Copyrighting downloadable music?

Monkey

Cabin boy
I know how to copyright an album--fill out the form and send it to the Copyright office. However I'm putting up a website and I'd like to let people download new songs that I post on the web. I'm not going to pay to copyright each song before it hits the net, but I don't want to get them stolen either.

I know that newspapers and such publications have some kind of copyright that is automatic with each publication and wonder if I can do something like that--though I guess for them, it's a matter of "we can prove you stole this material because there are 1,000,000 copies of our paper that show we wrote it first."

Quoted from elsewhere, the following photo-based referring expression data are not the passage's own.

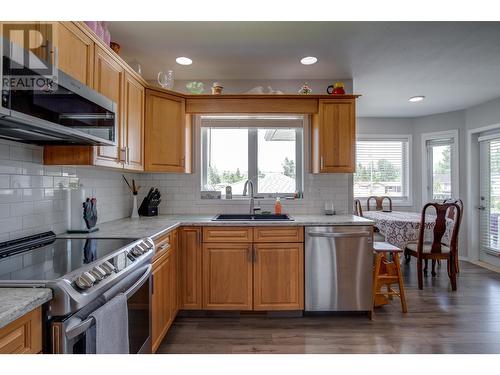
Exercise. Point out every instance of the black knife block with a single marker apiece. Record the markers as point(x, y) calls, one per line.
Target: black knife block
point(147, 210)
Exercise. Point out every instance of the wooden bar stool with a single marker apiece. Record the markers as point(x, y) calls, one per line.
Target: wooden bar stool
point(387, 272)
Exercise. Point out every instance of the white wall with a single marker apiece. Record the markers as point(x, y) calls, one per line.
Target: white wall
point(32, 198)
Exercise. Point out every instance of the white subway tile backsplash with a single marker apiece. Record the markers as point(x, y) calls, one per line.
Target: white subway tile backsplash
point(4, 181)
point(21, 209)
point(11, 224)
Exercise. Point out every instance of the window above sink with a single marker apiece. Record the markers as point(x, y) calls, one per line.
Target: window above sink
point(266, 149)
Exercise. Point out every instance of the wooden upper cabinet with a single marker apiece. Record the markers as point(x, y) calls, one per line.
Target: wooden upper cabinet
point(333, 137)
point(278, 276)
point(108, 80)
point(227, 276)
point(75, 52)
point(167, 134)
point(190, 268)
point(133, 128)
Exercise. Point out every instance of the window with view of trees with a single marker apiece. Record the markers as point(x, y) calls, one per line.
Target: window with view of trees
point(270, 156)
point(382, 168)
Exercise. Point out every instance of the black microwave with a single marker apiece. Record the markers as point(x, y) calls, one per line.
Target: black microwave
point(55, 110)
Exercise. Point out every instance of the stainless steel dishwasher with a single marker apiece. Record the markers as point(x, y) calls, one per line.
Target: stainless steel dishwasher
point(338, 268)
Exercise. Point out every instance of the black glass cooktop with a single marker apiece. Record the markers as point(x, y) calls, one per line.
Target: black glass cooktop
point(56, 258)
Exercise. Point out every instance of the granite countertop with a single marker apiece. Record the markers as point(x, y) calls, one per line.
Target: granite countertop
point(158, 225)
point(16, 302)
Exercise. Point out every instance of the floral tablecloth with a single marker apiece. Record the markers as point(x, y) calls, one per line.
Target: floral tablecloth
point(399, 228)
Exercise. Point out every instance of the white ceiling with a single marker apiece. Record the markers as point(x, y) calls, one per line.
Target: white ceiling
point(454, 64)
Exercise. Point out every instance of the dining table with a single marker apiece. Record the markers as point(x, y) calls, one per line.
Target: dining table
point(401, 227)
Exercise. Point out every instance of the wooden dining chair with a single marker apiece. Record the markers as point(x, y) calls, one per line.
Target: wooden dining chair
point(358, 210)
point(451, 215)
point(379, 202)
point(437, 250)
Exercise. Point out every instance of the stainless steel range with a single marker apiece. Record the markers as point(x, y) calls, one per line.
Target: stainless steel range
point(83, 274)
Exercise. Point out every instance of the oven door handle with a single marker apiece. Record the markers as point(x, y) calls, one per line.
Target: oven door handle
point(134, 288)
point(87, 323)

Anyway, got any ideas on this? Has the law even caught up to online copyright yet?
 
copyright for music is the same no matter what medium you present it on (tape, CD, website)....your copyright is immediate upon creation of the music, however, registration with the copyright office is ultimately the way to prove it, and definitely the only way you can sue for damages.....

just put all of the songs on one tape or CD and register it as a collection and youll pay the one price.......if you are worried about each new song as you post them to the site you may be being a little overly cautious......the odds of being ripped off are very slim.....and if the songs are THAT good, then would you agree they are worth the price of copyrighting individually?......
 
putting your song up on the web is publishing it. if you want the full copyright registration protection, you'll need to register it as a published work wihtin 3 months. you can send it in on CD.
 
It's not really going to matter... if someone wants to steal your song they are gonna steal it, you could just say it was copywritten to scare off some people, but for the most part if they want it they can get it.

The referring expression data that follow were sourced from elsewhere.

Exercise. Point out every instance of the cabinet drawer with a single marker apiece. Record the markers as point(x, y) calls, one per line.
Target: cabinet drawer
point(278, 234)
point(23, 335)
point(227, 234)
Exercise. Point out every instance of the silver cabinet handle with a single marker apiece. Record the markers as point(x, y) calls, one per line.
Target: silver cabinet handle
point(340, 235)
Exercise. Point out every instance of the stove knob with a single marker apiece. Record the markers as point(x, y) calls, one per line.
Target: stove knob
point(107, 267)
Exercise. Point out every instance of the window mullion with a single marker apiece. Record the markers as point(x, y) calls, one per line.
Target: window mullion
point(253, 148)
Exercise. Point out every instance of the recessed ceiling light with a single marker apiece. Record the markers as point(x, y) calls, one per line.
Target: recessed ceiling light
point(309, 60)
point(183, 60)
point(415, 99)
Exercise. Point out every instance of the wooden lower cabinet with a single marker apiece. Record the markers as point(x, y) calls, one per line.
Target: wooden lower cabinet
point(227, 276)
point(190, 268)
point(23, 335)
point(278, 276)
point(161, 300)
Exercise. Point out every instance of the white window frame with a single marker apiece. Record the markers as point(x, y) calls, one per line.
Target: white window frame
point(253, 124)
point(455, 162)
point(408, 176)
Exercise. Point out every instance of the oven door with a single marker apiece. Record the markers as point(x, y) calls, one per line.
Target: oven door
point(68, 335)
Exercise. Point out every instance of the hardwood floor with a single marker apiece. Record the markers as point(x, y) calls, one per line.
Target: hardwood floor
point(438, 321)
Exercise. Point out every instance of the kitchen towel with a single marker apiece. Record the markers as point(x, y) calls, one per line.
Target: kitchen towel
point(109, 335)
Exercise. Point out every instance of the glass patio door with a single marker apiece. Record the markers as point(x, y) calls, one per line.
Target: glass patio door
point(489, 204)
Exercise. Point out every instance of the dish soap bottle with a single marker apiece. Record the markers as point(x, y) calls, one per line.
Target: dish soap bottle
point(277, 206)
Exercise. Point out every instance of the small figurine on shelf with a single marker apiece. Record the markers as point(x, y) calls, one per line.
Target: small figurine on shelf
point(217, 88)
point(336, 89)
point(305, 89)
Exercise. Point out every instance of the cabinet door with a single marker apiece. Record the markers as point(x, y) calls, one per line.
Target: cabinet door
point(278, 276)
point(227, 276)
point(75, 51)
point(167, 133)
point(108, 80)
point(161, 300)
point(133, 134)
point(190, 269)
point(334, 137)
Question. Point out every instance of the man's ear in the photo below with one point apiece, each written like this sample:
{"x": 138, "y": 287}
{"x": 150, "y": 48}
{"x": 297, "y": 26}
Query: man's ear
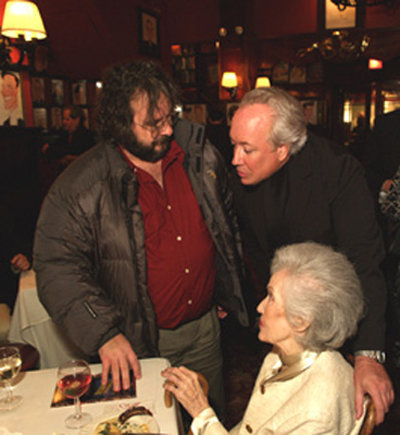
{"x": 283, "y": 153}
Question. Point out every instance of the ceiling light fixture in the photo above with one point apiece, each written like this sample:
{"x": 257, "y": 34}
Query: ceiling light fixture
{"x": 343, "y": 4}
{"x": 22, "y": 25}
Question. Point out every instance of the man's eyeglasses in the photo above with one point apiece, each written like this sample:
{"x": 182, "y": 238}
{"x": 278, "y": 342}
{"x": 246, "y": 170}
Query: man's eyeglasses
{"x": 155, "y": 127}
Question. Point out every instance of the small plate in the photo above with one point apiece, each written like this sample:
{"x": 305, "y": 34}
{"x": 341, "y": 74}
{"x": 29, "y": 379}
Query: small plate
{"x": 137, "y": 423}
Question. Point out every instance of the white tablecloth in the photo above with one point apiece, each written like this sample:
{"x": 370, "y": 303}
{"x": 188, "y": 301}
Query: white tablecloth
{"x": 31, "y": 324}
{"x": 36, "y": 417}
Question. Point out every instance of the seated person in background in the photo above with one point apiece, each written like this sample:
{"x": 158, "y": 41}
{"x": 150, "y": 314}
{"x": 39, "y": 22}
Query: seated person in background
{"x": 304, "y": 386}
{"x": 15, "y": 255}
{"x": 74, "y": 139}
{"x": 217, "y": 131}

An alternative would be to stream the song, perhaps using swf files, that way they would visit your webpage often and get to hear music
 
The second anything is used in a business manner...ie it is available for purchase...it will hold in a court of law so long as you can prove a date that is was available before the date the other party can prove theirs was available. This goes for logos, artwork, printed material of anykind, and literally anything that needs a trademark, copywrite, phonographic, registered or anything else.

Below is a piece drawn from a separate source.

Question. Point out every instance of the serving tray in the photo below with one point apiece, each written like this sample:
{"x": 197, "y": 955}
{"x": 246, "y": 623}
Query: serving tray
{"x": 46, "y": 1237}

One way for print material would be to make a flyer that has the logo on it, the product artwork and anything else, then go get it noterized at a bank.

Recorded material is a bit more tricky :D......but you could get the lyrics on a sheet of paper and have them noterized. You could even transcribe the music to sheet music if you know how. That is noterizable.
 
and then there's the decision to bother with litigation. that's so expensive it's bankrupted people who try it. Legal fees for a big case are so high, no side wants to do it, even a major label. so if a song is infringing, it has to be making some serious income to justify legal fees, like the George Harrison case.

What am I going to do if some other person copied my song? Be flattered and maybe send a letter, but probably not even that, and, if it's not got big commerical success, I won't even know about it.
 
Hi, I've asked this before and never really got a clear response. Does anyone know if foreigners can copyright stuff with the library of congress, or only US citizens?

(I'm UK based)
 
Another way instead of transcribing an noterizing, is to make a copy of the tunes and mail them to yourself by registered mail. This way the package has a specific dating and also it is registered with Postal system in their records. Just don't open it when you get it other wise you can't prove shit.